Overall Korean men spend more money on skincare than most men from other countries, according to market research firm, Euromonitor. In 2012, about one-fifth of global sales of men’s skincare products were in South Korea.

A 2013 study from Korea University and Seattle Pacific University, drew on a survey to compare American and Korean men’s attitudes towards grooming and recreational shopping. The survey got responses from 210 men from the US and 233 from South Korea. Researchers found that the Korean participants were more “likely to acknowledge themselves as being feminine, enjoy apparel shopping and grooming compared to American male consumers.”
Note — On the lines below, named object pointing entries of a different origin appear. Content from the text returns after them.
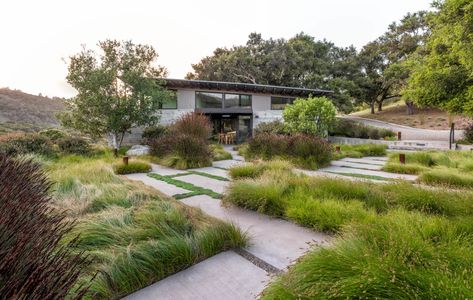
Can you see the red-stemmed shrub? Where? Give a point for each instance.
(33, 263)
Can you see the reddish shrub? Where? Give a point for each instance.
(32, 263)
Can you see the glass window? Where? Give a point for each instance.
(208, 100)
(279, 103)
(236, 100)
(170, 103)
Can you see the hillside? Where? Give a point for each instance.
(26, 112)
(426, 118)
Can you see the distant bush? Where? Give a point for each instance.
(33, 264)
(153, 132)
(18, 144)
(53, 134)
(193, 124)
(274, 127)
(132, 167)
(306, 151)
(353, 129)
(74, 145)
(219, 153)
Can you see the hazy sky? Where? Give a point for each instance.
(36, 35)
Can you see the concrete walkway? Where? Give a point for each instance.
(366, 168)
(242, 274)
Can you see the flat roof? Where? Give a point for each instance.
(243, 87)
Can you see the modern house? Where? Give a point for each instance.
(230, 106)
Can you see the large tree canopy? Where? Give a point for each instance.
(116, 90)
(299, 61)
(444, 76)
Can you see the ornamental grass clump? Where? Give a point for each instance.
(33, 262)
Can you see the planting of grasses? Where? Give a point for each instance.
(219, 153)
(358, 151)
(195, 190)
(447, 168)
(394, 241)
(133, 235)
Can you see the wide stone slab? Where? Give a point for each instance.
(226, 164)
(223, 276)
(213, 171)
(215, 185)
(164, 187)
(277, 242)
(382, 174)
(339, 163)
(364, 161)
(165, 171)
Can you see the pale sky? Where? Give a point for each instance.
(36, 35)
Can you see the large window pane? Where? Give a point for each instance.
(236, 100)
(279, 103)
(232, 100)
(208, 100)
(170, 103)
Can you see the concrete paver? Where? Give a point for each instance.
(215, 185)
(213, 171)
(339, 163)
(164, 187)
(165, 171)
(226, 164)
(344, 170)
(224, 276)
(276, 241)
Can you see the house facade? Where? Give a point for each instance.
(230, 106)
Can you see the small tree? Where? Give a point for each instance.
(116, 91)
(315, 115)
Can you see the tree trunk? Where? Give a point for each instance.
(409, 107)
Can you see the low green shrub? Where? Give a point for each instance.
(219, 153)
(398, 256)
(449, 177)
(74, 145)
(274, 127)
(132, 167)
(306, 151)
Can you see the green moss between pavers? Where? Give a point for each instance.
(195, 190)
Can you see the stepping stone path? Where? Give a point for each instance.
(241, 274)
(274, 243)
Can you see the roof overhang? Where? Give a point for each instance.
(242, 87)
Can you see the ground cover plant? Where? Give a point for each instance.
(185, 144)
(361, 150)
(448, 168)
(305, 151)
(33, 263)
(134, 235)
(393, 241)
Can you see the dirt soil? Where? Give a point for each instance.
(427, 118)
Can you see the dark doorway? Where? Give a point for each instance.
(224, 123)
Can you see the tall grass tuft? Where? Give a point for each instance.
(33, 263)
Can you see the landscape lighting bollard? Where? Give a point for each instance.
(402, 158)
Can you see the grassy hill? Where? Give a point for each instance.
(427, 118)
(20, 111)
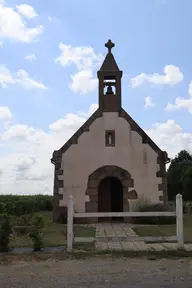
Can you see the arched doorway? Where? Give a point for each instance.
(110, 197)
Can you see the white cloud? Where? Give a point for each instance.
(83, 82)
(182, 103)
(13, 26)
(20, 78)
(27, 11)
(172, 76)
(148, 102)
(25, 151)
(31, 57)
(81, 56)
(5, 114)
(170, 137)
(85, 60)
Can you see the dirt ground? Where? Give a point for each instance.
(98, 272)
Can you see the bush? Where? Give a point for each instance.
(20, 230)
(147, 207)
(16, 205)
(5, 232)
(35, 234)
(37, 237)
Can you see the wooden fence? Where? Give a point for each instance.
(178, 213)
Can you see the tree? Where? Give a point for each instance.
(179, 176)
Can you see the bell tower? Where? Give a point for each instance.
(109, 77)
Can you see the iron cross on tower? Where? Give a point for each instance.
(109, 45)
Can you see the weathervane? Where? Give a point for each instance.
(109, 45)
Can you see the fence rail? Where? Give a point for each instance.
(124, 214)
(176, 238)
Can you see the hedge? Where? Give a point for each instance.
(16, 205)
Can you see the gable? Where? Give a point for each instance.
(133, 125)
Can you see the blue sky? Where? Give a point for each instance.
(41, 104)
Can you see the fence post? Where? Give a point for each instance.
(70, 224)
(179, 220)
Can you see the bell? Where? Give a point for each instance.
(109, 90)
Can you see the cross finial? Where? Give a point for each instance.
(109, 45)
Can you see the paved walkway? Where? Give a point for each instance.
(122, 230)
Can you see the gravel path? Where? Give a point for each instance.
(106, 272)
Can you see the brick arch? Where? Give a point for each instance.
(104, 172)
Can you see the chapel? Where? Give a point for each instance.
(110, 162)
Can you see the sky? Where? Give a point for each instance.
(50, 52)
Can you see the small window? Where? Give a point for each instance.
(110, 138)
(144, 157)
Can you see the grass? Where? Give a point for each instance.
(61, 256)
(54, 234)
(166, 230)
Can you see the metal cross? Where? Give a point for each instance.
(109, 45)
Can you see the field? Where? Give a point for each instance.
(166, 230)
(54, 234)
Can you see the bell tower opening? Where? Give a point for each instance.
(109, 82)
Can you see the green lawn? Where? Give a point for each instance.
(54, 234)
(166, 230)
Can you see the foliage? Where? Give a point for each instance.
(35, 234)
(63, 216)
(5, 232)
(179, 176)
(147, 207)
(16, 205)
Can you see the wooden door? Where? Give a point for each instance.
(104, 198)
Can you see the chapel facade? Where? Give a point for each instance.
(110, 162)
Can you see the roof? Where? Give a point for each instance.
(97, 114)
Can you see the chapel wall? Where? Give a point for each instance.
(90, 153)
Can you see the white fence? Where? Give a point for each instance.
(179, 225)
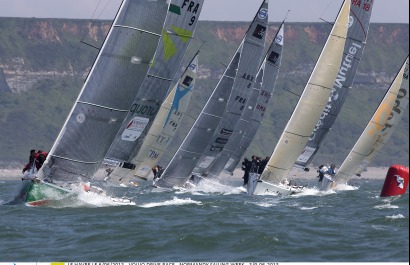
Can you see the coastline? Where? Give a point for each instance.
(370, 173)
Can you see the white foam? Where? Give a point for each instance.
(173, 202)
(213, 186)
(308, 208)
(396, 216)
(386, 206)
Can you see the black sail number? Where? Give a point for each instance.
(192, 20)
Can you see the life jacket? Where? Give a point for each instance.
(39, 158)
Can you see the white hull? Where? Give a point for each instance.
(327, 183)
(265, 188)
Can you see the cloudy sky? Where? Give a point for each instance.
(394, 11)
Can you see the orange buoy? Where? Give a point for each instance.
(396, 182)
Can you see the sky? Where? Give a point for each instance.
(386, 11)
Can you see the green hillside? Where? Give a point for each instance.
(43, 65)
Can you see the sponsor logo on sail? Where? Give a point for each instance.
(339, 82)
(134, 129)
(351, 21)
(400, 181)
(396, 109)
(263, 13)
(146, 110)
(259, 31)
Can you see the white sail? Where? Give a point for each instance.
(179, 28)
(310, 105)
(252, 116)
(107, 94)
(165, 125)
(240, 95)
(379, 129)
(359, 22)
(230, 95)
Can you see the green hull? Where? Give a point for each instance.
(41, 193)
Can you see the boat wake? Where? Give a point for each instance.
(206, 186)
(173, 202)
(396, 216)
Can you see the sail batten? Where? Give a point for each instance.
(90, 128)
(311, 103)
(379, 129)
(359, 21)
(137, 29)
(261, 96)
(153, 91)
(102, 107)
(243, 67)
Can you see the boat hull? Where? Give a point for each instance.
(265, 188)
(327, 183)
(42, 193)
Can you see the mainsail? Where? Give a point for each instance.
(184, 161)
(379, 129)
(240, 97)
(166, 124)
(252, 116)
(106, 96)
(176, 35)
(359, 21)
(311, 103)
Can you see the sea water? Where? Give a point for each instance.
(213, 222)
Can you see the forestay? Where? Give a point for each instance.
(252, 116)
(183, 162)
(359, 21)
(179, 28)
(107, 94)
(249, 63)
(379, 129)
(311, 103)
(166, 124)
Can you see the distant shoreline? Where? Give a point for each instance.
(370, 173)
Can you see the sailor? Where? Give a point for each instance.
(31, 160)
(157, 170)
(40, 157)
(246, 167)
(322, 170)
(256, 163)
(263, 164)
(331, 170)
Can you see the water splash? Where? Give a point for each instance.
(175, 201)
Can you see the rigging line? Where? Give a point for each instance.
(331, 3)
(103, 9)
(90, 45)
(95, 10)
(291, 92)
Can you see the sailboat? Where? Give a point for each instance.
(252, 116)
(176, 36)
(359, 21)
(104, 101)
(165, 125)
(218, 118)
(377, 132)
(306, 114)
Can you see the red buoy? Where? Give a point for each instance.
(396, 182)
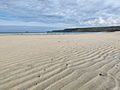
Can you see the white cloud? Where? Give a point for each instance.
(67, 12)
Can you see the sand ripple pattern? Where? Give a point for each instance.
(60, 62)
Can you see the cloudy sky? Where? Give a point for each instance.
(60, 13)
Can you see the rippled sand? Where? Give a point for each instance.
(60, 62)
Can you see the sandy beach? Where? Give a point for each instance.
(60, 62)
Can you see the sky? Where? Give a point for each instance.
(60, 13)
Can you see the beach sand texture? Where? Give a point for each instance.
(60, 62)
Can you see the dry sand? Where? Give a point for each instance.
(60, 62)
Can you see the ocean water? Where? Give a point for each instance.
(46, 33)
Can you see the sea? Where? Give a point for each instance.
(45, 33)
“In Korean beauty stores, there’s an entire section, a huge section dedicated to men’s skincare products,” says Yi, who constantly travels to South Korea to research new beauty products for his website.

And Yi believes that male beauty and skin care will take off in the US too.

Market research has already shown the changes driven by Korean beauty brands. Euromonitor’s 2017 report on skincare in the US noted that because Korean beauty routines incorporate more products than their US counterparts, they have “driven growth in previously marginal skin care categories such as toners and face masks,” in addition to a rising demand for products like gels, serums and essence. The Korean double-cleansing method is also “reinvigorating sales in more established categories such as facial cleansers.”

And if you have no idea what toners, gels, serums and double-cleansing is all about, the video above can serve as your initiation.

But it’s really not about sticking to a 5 or 10 step routine, says Yi. It’s about using beauty to “confront who you are and become very vulnerable and to unpack yourself. “

It reminds me of the conversation I had with Yi when he came to Quartz for a demonstration of a popular Korean beauty routine. As soon as he sat down, I couldn’t help but notice some pimples on his face. Yi explained that his “face is crazy” because he had just flown back to New York from Los Angeles and was dealing with a lot of stress and jet-lag.

I hesitated to ask Yi, but eventually I decided that I couldn’t really avoid it. After all, this is the person who described beauty as an armor that gives people the strength to face the world.

“So are you OK with us showing your skin condition with no makeup, given that this is a video about tips on skincare?” I asked him.

Yi laughed and says he couldn’t care less. He says true beauty is about being confident with your true self.